His makeup-daubed eye from the iconic cover for Aladdin Sane stares intensely from Woody Woodmansey’s kick drumhead. The rest is merely aura and association. “None of us would be here tonight if it wasn’t for David Bowie,” acknowledges Tony Visconti. “The reason why he isn’t here is he didn’t want to be.”

If the Thin White Duke can’t be coaxed into playing live again by even Woodmansey and Visconti – the former a Spider from Mars, the latter Bowie’s sometime bassist and producer of many of his classic albums, from 1970’s The Man Who Sold the World through to 2013’s The Next Day – then perhaps the world’s most over-qualified Bowie tribute band are as close as we’ll get to the real thing ever again.
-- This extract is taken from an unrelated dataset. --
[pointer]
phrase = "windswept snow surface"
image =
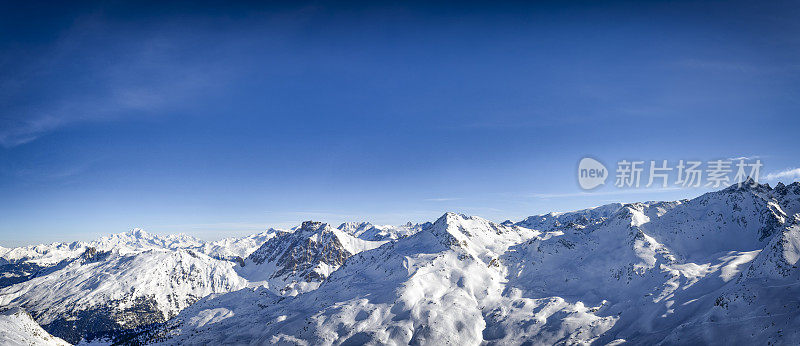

His late guitarist and sideman Mick Ronson’s daughter Lisa Ronson and niece Hannah Berridge Ronson both sing backup. Singing lead is former Heaven 17 frontman Glenn Gregory – surely nobody’s idea of the next best thing to Bowie, but a very capable conduit.

Played in full, the hard-rocking The Man Who Sold the World is the effective raison d’etre for this tour. It’s hardly Bowie’s best album (its most famous song and title track is commonly mistaken to be by Nirvana, owing to a cover on their MTV Unplugged album). But it’s an apt rallying point, both because of its formative significance for Bowie and because legend has it Woodmansey and Visconti were as involved in the album’s authorship as its cover star was. Their lap of honour on the proto-glam likes of The Width of a Circle and Running Gun Blues is long overdue.

But the fun really begins in the Bowie-oke second half, as his full early-70s oeuvre is plundered at random. Lisa Ronson and Gregory ham it up amusingly, duetting on Watch That Man. After fully four misstarts by pianist Berenice Scott are awkwardly laughed off, Life on Mars? lifts off towards the cosmos. Ziggy Stardust, Changes, Time and a wham-bamming Suffragette City feature in a celebratory final flourish worthy of a respectful wink from Bowie’s all-seeing eye.

• At Colchester arts centre, 28 June; O2 Academy, Birmingham, 29 June; O2 Shepherd’s Bush Empire, London, 30 June.